Earlier this week, Huron Consulting dropped an earnings restatement bombshell proving that you don't need to be an Indian services provider to mislead investors and call into question the future viability of your firm. According to the Reuter's story covering the news "shares of Huron Consulting Group Inc (HURN.O) lost 70 percent of their value in early trading on Monday, after the company said it will restate more than three years of earnings and announced the departure of its entire management team amid an accounting scandal". Making this an even more juicy story from a Spend Management perspective is the fact that Huron has had an active practice in sourcing and cost reduction in the past (Loren Trimble, who used to co-lead the Arthur Andersen practice before that firm's implosion, was hired to originally lead this group for Huron).
What happened in this particular case? Reuter's notes that "Huron's audit committee discovered shareholders of four businesses that Huron acquired between 2005-2007 redistributed portions of their acquisition-related payments among themselves and to certain Huron employees". One sell-side analyst in the report suggests that "there are legitimate worries about Huron being a going concern, but [we] cannot reasonably quantify the risk". And without question, just as another analyst noted, "the damage to Huron's reputation will likely be significant".
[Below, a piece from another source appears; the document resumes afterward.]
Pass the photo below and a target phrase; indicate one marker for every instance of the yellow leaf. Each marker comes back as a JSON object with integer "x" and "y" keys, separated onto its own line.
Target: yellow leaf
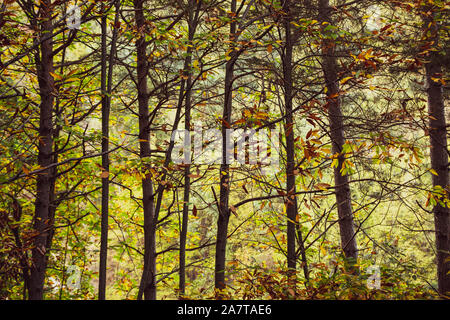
{"x": 104, "y": 175}
{"x": 343, "y": 81}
The cases of Huron and Satyam collectively prove that companies need to think just as much about supply risk management when it comes to services providers as direct material suppliers. Granted, it's one thing to swap out one IT body-shop for another, but when it comes to more specialized professional services, transitioning spend to a new supplier is not exactly a walk in the services park. As a final aside, I'm actually happy this happened to an American firm versus another Indian provider simply to prove that the risk can be just as high onshore as off. Sloppy accounting and fraud can happen anywhere. The key is to not only be prepared for it within your supply base, but to also have the ability to move quickly if and when it surfaces -- halfway around the world or in your own backyard.